Les victimes comprennent qu’elles ne sont pas seules

« C’est très réconfortant pour les personnes abusées de savoir qu’elles ne sont pas seules », ajoute Franck Favre. Lorsqu’après des années d’amnésie traumatique, la mémoire des agressions revient violemment aux victimes, le fait de savoir que d’autres ont subi les mêmes choses est capital pour elles. « En rencontrant des coabusés, les personnes qui avaient encore un petit doute sur ce qu’elles ont vécu, ont la certitude qu’elles n’ont rien inventé. C’est très libératoire », ajoute le créateur de la plateforme.

Les statistiques de Match, première plateforme de recherche de coabusés.
Les statistiques de Match, première plateforme de recherche de coabusés. - capture d'écran du site La Parole Libéréee

 

En neuf mois, 387 signalements ont été faits des quatre coins de la France par des victimes sur le site, « comme une ultime bouteille à la mer lancée avec le mince espoir de voir qu’elles n’étaient pas seules », ajoute Franck Favre, le seul membre de l’association à avoir accès aux informations données par les victimes. Une confidentialité totale indispensable pour favoriser la libération de la parole en toute tranquillité.

Huit « matchs » recensés depuis mai

Une fois collectées, les informations sont analysées par le webmaster qui compare les noms des agresseurs présumés, donnés par les victimes dans plus de 80 % des cas, puis les lieux et dates auxquelles les faits dénoncés se sont produits. Suite aux nombreux signalements, huit « matchs » ont été recensés par La Parole Libérée, dont deux le week-end dernier impliquant des prêtres. « Quatre de ces cas sont des matchs confirmés. Cela signifie que les coabusés qui se sont retrouvés grâce au site m’ont confirmé qu’il s’agissait bien du même agresseur. »

>> A lire aussi : Prêtre soupçonné de pédophile: Comment les victimes ont réussi à faire éclater le scandale?

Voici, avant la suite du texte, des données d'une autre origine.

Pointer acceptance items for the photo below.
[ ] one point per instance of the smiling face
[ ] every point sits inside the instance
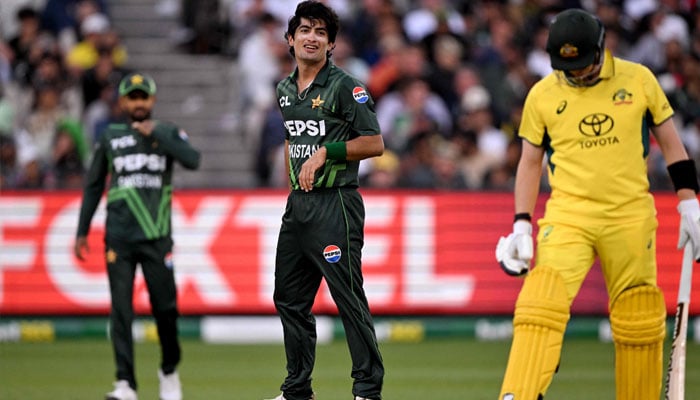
(137, 105)
(310, 41)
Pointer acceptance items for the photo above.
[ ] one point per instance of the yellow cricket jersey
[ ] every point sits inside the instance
(597, 141)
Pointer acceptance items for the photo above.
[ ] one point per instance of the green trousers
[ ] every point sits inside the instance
(321, 237)
(155, 258)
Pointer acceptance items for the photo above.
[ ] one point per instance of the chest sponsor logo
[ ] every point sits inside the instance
(562, 107)
(595, 125)
(332, 253)
(135, 162)
(360, 95)
(596, 128)
(309, 127)
(122, 142)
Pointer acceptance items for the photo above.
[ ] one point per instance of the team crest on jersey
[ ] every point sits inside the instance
(622, 96)
(111, 256)
(168, 260)
(360, 94)
(332, 253)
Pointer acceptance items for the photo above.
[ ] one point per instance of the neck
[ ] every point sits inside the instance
(308, 72)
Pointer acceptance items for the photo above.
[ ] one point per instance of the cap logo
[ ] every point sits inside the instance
(568, 51)
(136, 80)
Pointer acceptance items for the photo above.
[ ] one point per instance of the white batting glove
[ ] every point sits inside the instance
(690, 225)
(514, 252)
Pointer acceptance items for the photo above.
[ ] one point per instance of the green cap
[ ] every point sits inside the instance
(575, 36)
(137, 81)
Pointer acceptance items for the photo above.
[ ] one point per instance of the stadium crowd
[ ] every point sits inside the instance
(449, 78)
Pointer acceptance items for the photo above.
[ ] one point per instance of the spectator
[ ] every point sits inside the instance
(69, 155)
(410, 109)
(384, 171)
(473, 163)
(63, 19)
(22, 43)
(477, 117)
(97, 37)
(428, 17)
(43, 120)
(344, 57)
(260, 67)
(447, 56)
(105, 74)
(417, 163)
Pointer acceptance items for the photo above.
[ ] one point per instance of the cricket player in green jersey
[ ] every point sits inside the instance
(138, 158)
(592, 117)
(330, 126)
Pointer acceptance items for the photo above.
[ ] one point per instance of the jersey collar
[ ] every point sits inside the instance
(322, 76)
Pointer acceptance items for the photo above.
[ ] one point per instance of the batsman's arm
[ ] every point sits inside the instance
(527, 178)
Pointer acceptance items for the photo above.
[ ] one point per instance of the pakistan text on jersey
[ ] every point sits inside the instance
(310, 127)
(139, 181)
(135, 162)
(302, 150)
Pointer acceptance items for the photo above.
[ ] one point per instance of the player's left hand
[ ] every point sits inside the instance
(514, 252)
(307, 174)
(690, 225)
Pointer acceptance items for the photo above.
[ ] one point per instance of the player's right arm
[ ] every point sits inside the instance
(92, 193)
(515, 251)
(527, 178)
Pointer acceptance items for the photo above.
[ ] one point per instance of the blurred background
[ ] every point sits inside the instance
(448, 77)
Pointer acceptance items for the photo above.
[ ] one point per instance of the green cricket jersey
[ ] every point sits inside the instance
(335, 107)
(140, 172)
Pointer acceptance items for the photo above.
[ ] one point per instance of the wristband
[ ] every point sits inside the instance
(336, 151)
(525, 216)
(684, 175)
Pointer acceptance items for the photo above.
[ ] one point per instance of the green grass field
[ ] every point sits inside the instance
(439, 369)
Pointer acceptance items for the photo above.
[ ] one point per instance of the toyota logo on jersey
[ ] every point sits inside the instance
(332, 253)
(360, 95)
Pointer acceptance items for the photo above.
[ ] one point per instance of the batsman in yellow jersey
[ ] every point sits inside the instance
(592, 117)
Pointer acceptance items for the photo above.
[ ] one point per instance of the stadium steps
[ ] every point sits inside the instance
(196, 92)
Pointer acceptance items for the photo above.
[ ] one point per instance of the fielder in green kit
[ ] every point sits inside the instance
(138, 158)
(330, 126)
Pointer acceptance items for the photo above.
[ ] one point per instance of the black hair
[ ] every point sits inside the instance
(314, 10)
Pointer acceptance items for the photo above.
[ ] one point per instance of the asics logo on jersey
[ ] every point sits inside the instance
(122, 142)
(622, 96)
(594, 125)
(310, 127)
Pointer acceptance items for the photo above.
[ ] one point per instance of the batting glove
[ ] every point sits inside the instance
(514, 252)
(690, 225)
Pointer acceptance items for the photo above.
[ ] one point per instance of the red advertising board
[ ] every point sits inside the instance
(425, 253)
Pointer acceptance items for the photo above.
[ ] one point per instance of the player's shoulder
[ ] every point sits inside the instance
(286, 83)
(116, 129)
(348, 87)
(545, 86)
(623, 67)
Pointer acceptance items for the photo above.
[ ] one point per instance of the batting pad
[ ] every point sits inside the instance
(541, 315)
(638, 323)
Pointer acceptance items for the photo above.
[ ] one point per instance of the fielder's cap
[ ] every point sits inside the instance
(574, 38)
(137, 81)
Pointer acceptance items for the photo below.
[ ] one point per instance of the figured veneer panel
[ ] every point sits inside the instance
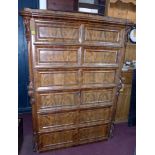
(57, 31)
(57, 78)
(58, 99)
(57, 56)
(94, 34)
(93, 133)
(95, 115)
(56, 139)
(55, 120)
(97, 97)
(92, 77)
(74, 68)
(100, 56)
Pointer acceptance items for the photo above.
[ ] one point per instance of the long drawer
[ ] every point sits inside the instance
(72, 137)
(75, 56)
(58, 100)
(73, 119)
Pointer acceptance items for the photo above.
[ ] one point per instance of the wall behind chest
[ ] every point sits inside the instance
(23, 99)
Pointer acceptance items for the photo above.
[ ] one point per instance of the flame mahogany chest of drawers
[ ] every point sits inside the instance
(75, 61)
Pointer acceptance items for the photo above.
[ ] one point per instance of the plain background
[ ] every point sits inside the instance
(145, 77)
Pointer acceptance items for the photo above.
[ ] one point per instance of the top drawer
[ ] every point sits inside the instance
(102, 34)
(78, 32)
(47, 31)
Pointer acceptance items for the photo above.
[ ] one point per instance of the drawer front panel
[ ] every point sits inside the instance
(95, 115)
(57, 32)
(56, 139)
(47, 121)
(91, 77)
(100, 56)
(57, 56)
(102, 35)
(93, 133)
(57, 78)
(58, 99)
(97, 97)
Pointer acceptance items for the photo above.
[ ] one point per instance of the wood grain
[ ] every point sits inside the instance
(75, 64)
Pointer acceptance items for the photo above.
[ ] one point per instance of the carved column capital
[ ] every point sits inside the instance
(31, 93)
(27, 27)
(119, 87)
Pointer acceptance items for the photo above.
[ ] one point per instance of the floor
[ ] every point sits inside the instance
(122, 143)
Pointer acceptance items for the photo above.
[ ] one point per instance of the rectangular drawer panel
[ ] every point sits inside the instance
(57, 31)
(97, 97)
(58, 99)
(56, 79)
(93, 133)
(63, 119)
(57, 56)
(100, 56)
(88, 116)
(100, 34)
(93, 77)
(56, 139)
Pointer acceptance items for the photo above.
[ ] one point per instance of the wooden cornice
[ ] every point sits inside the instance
(124, 1)
(36, 13)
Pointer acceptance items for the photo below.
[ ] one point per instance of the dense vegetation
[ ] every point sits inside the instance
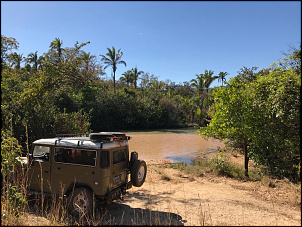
(66, 91)
(260, 114)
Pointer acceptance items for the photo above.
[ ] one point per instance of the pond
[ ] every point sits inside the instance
(177, 145)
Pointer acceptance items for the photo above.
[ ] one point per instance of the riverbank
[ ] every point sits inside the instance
(170, 196)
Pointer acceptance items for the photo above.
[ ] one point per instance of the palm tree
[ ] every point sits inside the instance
(198, 83)
(56, 45)
(33, 58)
(112, 60)
(208, 79)
(222, 76)
(16, 59)
(135, 75)
(127, 77)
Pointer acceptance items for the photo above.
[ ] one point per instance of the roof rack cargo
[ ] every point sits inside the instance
(108, 136)
(72, 135)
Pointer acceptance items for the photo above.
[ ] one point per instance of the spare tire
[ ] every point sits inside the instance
(138, 173)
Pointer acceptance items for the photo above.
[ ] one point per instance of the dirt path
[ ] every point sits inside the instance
(185, 200)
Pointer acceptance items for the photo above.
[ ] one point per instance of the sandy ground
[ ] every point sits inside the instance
(181, 199)
(186, 200)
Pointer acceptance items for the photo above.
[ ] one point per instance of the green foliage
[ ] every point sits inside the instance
(10, 150)
(16, 200)
(261, 113)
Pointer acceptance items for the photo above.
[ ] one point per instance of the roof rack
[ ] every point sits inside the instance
(108, 136)
(72, 135)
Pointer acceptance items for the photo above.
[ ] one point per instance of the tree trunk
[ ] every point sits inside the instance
(246, 161)
(114, 81)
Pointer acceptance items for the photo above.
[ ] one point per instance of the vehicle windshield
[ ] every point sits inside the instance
(40, 151)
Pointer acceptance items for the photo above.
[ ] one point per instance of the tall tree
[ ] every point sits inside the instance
(32, 58)
(136, 74)
(56, 46)
(208, 79)
(221, 77)
(7, 45)
(112, 59)
(15, 59)
(127, 77)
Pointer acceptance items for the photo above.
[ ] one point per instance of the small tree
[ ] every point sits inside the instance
(113, 59)
(232, 117)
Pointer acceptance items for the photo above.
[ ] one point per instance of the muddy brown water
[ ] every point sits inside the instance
(178, 145)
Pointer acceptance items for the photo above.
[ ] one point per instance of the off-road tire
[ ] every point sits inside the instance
(80, 202)
(138, 173)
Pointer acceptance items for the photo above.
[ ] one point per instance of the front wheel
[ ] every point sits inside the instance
(80, 202)
(138, 173)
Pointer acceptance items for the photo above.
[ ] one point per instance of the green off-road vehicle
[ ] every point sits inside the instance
(85, 169)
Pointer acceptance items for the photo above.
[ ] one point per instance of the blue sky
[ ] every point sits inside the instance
(173, 40)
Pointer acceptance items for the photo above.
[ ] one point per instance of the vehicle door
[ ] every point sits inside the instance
(119, 166)
(73, 166)
(40, 166)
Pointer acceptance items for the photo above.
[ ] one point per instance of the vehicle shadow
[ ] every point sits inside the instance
(116, 213)
(122, 214)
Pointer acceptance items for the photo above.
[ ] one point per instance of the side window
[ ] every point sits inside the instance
(41, 151)
(75, 156)
(119, 156)
(105, 159)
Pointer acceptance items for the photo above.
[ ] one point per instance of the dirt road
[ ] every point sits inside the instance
(186, 200)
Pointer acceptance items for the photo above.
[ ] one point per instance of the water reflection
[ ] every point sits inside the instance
(177, 145)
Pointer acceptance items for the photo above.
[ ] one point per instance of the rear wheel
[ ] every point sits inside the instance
(80, 202)
(138, 173)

Dans 15 % des cas signalés, les accusés sont décédés. Et 18 % des actes dénoncés concernent des faits non prescrits. Les « matchs » pourraient donc donner lieu, si les victimes le souhaitent, à des procédures judiciaires à l’encontre de leurs bourreaux. « Après les matchs, je n’interviens plus. Les personnes qui se sont retrouvées ne sont pas obligées de me tenir au courant de la suite », confie le webmaster.

Mais lorsqu’elles le font, le combat pour la vérité mené par La Parole Libérée prend tout son sens. « L’une des victimes m’a récemment dit qu’avoir retrouvé une coabusée était un grand réconfort pour elle. Que cela allait changer la fin de sa vie », ajoute Franck Favre.